Quanto ho citato potrebbe essere considerato una sorta di “prologo in cielo”, le cui conseguenze sono però immediatamente rilevabili: infatti “nelle narrazioni bibliche […] ricordate la rottura con Dio sfocia drammaticamente nella divisione tra i fratelli.
“Nella descrizione del “primo peccato”, la rottura con Jahvè spezza al tempo stesso il filo dell’amicizia che univa la famiglia umana, cosicché le pagine successive della Genesi ci mostrano l’uomo e la donna, che puntano quasi il dito accusatore l’uno contro l’altra; poi il fratello che, ostile al fratello, finisce col togliergli la vita.
“Secondo la narrazione dei fatti di Babele, la conseguenza del peccato è la frantumazione della famiglia umana, già cominciata col primo peccato e ora giunta all’estremo nella sua forma sociale” (23).

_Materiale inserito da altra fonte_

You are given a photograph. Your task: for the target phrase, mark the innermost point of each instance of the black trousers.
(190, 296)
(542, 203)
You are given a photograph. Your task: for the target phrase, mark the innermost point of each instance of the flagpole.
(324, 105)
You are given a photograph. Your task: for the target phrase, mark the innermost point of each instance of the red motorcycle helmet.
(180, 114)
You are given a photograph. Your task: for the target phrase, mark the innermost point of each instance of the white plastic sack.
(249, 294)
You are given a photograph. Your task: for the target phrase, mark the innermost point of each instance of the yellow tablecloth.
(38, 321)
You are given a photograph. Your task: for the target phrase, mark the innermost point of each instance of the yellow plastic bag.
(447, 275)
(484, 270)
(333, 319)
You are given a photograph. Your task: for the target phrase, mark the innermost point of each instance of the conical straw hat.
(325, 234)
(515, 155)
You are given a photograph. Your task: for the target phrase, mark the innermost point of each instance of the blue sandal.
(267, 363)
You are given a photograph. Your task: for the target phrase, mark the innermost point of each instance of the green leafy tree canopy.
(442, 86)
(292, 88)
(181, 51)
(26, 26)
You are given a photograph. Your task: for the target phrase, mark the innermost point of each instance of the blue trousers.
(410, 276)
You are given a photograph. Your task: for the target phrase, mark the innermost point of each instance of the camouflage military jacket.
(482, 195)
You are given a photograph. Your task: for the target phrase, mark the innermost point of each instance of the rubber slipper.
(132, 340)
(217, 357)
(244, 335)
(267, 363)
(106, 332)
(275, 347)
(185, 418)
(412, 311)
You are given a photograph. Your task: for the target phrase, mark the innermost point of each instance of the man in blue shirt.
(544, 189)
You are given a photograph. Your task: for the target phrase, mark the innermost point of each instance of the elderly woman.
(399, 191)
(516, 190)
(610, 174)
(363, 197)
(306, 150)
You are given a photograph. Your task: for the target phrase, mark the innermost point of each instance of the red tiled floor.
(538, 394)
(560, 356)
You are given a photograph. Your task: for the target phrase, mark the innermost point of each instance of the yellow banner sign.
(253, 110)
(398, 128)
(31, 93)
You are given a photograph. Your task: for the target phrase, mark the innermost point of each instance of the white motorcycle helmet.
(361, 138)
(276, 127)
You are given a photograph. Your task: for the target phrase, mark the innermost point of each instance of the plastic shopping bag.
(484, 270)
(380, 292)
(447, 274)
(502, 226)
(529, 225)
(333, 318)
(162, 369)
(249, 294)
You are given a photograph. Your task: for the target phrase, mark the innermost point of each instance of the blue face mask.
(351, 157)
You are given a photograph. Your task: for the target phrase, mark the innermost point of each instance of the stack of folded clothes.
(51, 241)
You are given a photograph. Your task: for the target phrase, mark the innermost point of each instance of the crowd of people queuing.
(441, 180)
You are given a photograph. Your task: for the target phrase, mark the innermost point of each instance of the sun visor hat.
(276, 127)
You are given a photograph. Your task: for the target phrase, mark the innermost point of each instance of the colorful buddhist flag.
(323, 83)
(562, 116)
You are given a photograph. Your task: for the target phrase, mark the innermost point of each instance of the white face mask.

Dopo aver esaminato i fatti scritturali, il Sommo Pontefice passa a esporre la dottrina relativa ai principali rapporti dell’uomo — con Dio, con sé stesso, con gli altri uomini e con il creato — e alla loro tragica rottura : “Chi vuole indagare il mistero del peccato non può non considerare questa concatenazione di causa e di effetto. Come rottura con Dio, il peccato è l’atto di disobbedienza di una creatura che, almeno implicitamente, rifiuta colui dal quale è uscita e che la mantiene in vita; è, dunque, un atto suicida. Poiché col peccato l’uomo rifiuta di sottomettersi a Dio, anche il suo equilibrio interiore si rompe e proprio al suo interno scoppiano contraddizioni e conflitti. Così lacerato, l’uomo produce quasi inevitabilmente una lacerazione nel tessuto dei suoi rapporti con gli altri uomini e col mondo creato. È una legge e un fatto oggettivo, che hanno riscontro in tanti momenti della psicologia umana e della vita spirituale, come pure nella realtà della vita sociale, dov’è facile osservare le ripercussioni e i segni del disordine interiore.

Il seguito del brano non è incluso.